In the eyes of the law and the Government, LGBTs in New Zealand are in a good place compared with most other countries. When you live in a major city like Auckland or Wellington, it's also easy to fall under the impression that society-at-large also accepts you.
But that doesn't mean to say you won't have the slur of "faggot" hurled at you from a moving car.
It doesn't mean that you can rock up to every B&B in the country with somebody of the same sex and expect a warm welcome. Nor does it mean you can feel completely safe walking hand-in-hand everywhere and not feel like all eyes are on you.
This isn't internal homophobia at play. It has nothing to do with LGBTs feeling shame about who we are. Because the director of Freeheld is right: Legislative changes only go so far in changing the way other people think. You can't force anyone to accept difference, or to feel okay about something they feared only a decade ago.
That's not to say, I should note, that those intolerant of LGBTs are actually afraid of us. We present no danger to them. Our sexuality possesses us with no X-Men-like powers to control people's minds or bring down storms and floods upon the masses. There'll never be death by a thousand rainbows.
Tolerance is a strange term to use when we talk about LGBTs in society. Tolerance, by definition, is the ability or willingness to endure something you dislike or disagree with. It's a far cry from acceptance, which is what we really strive for.
We're often accused of "the gay agenda", though nobody can really explain what's on this agenda. Flamingos in every household? Complementing but not matching couples' outfits? Fabulous window treatments in every home? Who knows.
From my perspective, the only "agenda" we homosexuals have is to be accepted by everybody. Not just to be tolerated, but ubiquitously understood to be no less, and no more, than everybody else on the planet.
However, tolerance comes before acceptance, and even in New Zealand we don't have universal tolerance of gay people.

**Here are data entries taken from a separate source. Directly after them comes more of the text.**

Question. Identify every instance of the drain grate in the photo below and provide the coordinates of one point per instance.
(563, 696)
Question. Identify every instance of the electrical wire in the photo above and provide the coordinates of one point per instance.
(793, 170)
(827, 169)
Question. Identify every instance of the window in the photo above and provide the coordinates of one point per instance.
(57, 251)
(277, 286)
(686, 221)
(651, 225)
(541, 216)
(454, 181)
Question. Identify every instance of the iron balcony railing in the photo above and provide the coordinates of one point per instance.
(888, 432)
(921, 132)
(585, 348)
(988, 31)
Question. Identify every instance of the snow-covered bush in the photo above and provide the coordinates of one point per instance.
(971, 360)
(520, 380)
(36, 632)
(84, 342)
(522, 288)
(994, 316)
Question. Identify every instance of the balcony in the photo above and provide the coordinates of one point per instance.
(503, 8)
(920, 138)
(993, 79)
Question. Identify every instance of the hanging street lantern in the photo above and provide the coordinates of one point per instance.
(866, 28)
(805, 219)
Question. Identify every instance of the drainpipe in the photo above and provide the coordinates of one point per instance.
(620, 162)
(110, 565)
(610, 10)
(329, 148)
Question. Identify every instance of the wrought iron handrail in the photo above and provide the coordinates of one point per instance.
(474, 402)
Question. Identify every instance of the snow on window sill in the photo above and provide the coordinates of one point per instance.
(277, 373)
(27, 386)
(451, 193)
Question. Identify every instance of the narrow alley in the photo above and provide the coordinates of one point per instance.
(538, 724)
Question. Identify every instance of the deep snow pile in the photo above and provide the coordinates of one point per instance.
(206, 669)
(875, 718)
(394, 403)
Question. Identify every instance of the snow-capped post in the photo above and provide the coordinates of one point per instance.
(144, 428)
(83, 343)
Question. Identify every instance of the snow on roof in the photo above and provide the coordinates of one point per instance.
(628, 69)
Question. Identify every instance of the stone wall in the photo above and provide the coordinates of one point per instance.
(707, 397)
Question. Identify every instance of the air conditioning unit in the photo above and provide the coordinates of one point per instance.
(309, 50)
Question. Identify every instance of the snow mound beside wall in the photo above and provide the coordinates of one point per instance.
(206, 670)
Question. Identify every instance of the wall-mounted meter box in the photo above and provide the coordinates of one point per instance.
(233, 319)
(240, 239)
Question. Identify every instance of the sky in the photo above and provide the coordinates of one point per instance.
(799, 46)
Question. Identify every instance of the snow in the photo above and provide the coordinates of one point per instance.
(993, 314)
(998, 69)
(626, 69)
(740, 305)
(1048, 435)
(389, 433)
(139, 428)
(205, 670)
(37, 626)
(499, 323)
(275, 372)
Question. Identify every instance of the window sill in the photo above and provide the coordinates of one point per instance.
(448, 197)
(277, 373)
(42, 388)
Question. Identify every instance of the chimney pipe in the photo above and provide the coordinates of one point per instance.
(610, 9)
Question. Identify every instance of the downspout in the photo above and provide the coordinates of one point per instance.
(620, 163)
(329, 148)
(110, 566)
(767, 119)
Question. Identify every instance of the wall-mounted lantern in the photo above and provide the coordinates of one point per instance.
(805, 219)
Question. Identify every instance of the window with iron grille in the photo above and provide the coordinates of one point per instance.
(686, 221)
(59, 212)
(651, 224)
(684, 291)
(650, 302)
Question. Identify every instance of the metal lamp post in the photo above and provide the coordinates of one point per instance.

I know this because LGBT suicide rates are still estimated to be five times higher than those of the rest of the population. I know this because every single time I write about LGBT issues in this column, I receive threatening e-mails from people who call me a sinner and quote incoherent bible passages at me.
I know this because, without fail, I can't walk down a busy street on a night out with a group of friends, and not have something derogatory shouted at us by a drunkard.
No, I've never been spit on in the street. But I know some who have. And once I did have a hamburger thrown at me whilst waiting at a bus stop. Though the irony of hurling meat at me was probably lost on the offender, it was a reasonably clear indication that LGBT tolerance is not that widespread in New Zealand.
My husband, an officer in the Army, was recently on a bus full of other soldiers; one of whom had no problem repeatedly calling his peers "faggots" in what he thought was a game. To my husband's disbelief, the next day the offending soldier sheepishly approached him and apologised, vehemently repeating that he wasn't a homophobe.
When asked why he'd apologised, the soldier noted that five people - superiors, peers and subordinates - had corrected him on his behaviour. Naturally, my husband was superbly proud that the Army - so often marred in reputations of homophobia - had naturally responded to the issue so robustly that he didn't need to raise the issue himself.
This is what LBGTs need more of: Straight allies. Those who will not just stand beside us, but act on our behalf.
We need more allies who will say something when they see bigotry on the street, tell their friends saying "that's so gay" is not okay, and step in to help if they ever see an LGBT person in danger.
We also need more allies that will report online homophobic rants, and defeat trolls not by engaging with them, but by calling them out ¬- then ignoring them and watching them shrivel away.
Through these types of actions, universal tolerance will eventually come. Soon after, we'll be hot on the heels of omnipresent acceptance and a nation (and eventually a world) with less hate in it.
Call that "the gay agenda" if you want to. I call it evolving humanity. Whatever brush you want to paint it with, it's definitely not something anybody needs to be afraid of.